Risk factors for GD or GDV in working farm dogs in New Zealand included advancing age and season of the year (summer), but in each case the reason for these associations was not clear. This study also showed that there are some differences in the nature of GD or GDV in working farm dogs in New Zealand (remove full stop) compared with dogs in previous studies (solid stomach contents, most cases occurring in the morning before work and a relatively low survival rate (Hendriks et al. 2012). Further research is required into GDV in working farm dogs.
1. Brockman DJ, Washabau RJ, Drobatz KJ. Canine gastric dilatation/volvulus syndrome in a veterinary critical care unit - 295 cases (1986–1992). Journal of the American Veterinary Medical Association. 1995;207:460–4.
2. Cave NJ, Bridges JP, Cogger N, Farman RS. A survey of diseases of working farm dogs in New Zealand. New Zealand Veterinary Journal. 2009;57:305–12.
3. de Papp E, Drobatz KJ, Hughes D. Plasma lactate concentration as a predictor of gastric necrosis and survival among dogs with gastric dilatation-volvulus: 102 cases (1995–1998). Journal of the American Veterinary Medical Association. 1999;215:49–52.
4. Hendriks MM, Hill KE, Cogger N, Jones BR, Cave NJ. A retrospective study of gastric dilatation and gastric dilatation and volvulus in working farm dogs in New Zealand. New Zealand Veterinary Journal. 2012;60:165–70.
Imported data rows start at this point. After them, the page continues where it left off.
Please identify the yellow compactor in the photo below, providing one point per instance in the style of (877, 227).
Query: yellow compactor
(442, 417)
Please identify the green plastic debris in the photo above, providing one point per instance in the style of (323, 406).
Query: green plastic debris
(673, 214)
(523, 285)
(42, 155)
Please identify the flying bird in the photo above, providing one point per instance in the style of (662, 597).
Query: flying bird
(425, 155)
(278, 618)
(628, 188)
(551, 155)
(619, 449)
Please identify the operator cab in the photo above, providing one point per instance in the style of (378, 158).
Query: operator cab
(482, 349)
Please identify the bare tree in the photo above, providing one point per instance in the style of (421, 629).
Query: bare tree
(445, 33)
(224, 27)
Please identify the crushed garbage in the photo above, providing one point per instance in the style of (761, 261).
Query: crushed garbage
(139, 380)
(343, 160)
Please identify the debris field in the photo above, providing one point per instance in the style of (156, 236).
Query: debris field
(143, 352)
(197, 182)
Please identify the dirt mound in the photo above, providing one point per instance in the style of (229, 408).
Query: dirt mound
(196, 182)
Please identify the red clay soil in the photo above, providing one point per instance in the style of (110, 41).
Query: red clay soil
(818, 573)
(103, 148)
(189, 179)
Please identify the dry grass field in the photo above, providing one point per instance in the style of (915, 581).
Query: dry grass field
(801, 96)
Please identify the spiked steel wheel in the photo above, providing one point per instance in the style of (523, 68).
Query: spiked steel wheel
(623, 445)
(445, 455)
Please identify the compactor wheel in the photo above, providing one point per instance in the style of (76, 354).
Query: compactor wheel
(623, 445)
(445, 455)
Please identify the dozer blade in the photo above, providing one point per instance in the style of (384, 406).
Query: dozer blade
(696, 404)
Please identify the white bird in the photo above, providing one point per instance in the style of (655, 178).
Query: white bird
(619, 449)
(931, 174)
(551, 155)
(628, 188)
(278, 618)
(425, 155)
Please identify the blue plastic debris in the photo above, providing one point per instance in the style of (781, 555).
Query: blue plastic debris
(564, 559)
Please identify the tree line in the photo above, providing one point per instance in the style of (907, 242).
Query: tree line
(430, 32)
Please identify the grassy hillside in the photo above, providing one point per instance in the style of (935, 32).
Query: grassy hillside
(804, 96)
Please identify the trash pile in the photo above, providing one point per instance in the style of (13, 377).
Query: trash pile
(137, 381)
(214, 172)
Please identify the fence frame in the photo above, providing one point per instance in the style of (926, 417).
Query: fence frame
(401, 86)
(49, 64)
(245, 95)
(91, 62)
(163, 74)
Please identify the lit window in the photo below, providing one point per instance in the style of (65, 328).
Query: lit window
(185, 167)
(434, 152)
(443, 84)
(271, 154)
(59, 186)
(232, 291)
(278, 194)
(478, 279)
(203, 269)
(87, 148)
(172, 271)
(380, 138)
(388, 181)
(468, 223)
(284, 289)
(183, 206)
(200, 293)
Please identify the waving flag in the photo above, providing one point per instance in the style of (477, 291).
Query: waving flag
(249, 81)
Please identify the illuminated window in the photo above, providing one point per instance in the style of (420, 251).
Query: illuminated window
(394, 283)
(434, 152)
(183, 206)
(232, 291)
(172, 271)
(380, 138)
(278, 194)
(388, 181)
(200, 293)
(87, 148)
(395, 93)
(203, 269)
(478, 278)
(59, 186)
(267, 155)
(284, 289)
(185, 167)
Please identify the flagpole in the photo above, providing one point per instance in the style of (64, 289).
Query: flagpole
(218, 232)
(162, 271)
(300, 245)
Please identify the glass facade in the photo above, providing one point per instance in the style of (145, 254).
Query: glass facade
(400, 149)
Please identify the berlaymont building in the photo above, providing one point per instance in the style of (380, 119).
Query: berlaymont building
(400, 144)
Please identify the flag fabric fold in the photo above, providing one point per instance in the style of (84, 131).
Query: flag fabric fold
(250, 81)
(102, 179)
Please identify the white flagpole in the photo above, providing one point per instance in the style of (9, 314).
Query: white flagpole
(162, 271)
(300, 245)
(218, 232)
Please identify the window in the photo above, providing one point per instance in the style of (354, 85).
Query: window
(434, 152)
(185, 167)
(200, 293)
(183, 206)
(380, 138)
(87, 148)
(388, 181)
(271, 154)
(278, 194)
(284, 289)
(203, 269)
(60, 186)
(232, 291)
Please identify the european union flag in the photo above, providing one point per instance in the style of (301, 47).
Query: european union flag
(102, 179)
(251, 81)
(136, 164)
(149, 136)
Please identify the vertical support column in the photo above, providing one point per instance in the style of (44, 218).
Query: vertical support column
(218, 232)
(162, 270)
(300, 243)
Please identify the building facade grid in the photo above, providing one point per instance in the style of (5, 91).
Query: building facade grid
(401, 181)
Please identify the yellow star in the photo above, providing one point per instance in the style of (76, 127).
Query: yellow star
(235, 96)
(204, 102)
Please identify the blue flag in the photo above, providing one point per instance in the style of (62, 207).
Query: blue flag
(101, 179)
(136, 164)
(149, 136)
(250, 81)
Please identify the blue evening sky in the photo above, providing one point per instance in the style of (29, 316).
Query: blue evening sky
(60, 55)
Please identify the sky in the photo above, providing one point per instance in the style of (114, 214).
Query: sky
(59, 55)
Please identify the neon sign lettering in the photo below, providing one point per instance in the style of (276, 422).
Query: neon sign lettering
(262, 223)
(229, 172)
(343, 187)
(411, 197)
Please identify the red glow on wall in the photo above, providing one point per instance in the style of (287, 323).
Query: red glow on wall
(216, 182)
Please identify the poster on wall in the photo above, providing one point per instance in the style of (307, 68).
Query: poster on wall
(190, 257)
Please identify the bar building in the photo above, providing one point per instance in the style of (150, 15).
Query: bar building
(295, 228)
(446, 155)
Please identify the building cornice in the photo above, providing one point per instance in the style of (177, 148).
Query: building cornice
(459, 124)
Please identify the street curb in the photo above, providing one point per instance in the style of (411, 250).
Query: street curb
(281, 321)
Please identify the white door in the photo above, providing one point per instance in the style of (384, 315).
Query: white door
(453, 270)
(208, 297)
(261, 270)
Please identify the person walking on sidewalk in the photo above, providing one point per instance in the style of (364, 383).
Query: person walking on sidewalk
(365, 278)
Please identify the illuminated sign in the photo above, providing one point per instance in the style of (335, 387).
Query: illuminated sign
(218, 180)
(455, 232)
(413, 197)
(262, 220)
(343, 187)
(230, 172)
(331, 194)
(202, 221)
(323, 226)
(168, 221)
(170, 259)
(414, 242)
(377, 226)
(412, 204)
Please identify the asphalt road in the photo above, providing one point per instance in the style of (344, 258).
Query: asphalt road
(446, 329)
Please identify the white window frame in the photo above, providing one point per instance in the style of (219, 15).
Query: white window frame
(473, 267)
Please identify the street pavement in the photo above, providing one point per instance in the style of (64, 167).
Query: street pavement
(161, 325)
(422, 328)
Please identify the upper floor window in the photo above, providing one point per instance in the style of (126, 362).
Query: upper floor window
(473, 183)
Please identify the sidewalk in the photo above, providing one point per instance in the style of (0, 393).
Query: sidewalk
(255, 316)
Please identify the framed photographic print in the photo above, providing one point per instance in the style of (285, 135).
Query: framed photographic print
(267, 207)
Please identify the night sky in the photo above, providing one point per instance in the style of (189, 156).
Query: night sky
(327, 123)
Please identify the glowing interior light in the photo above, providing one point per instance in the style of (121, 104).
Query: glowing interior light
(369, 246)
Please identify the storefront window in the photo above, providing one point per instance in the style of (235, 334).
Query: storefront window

5. Moore GE, Burkman KD, Carter MN, Peterson MR. Causes of death or reasons for euthanasia in military working dogs: 927 cases (1993–1996). Journal of the American Veterinary Medical Association. 2001;219:209–14.
6. Moore GE, Levine M, Anderson JD, Trapp RJ. Meteorological influence on the occurrence of gastric dilatation-volvulus in military working dogs in Texas. International Journal of Biometeorology. 2008;52:219–22.
7. Tivers M, Brockman D. Gastric dilation-volvulus syndrome in dogs 1. Pathophysiology, diagnosis and stabilisation. In Practice. 2009;31:66–9.
8. Tivers M, Brockman D. Gastric dilation-volvulus syndrome in dogs 2. Surgical and postoperative management. In Practice. 2009b;31:114–21.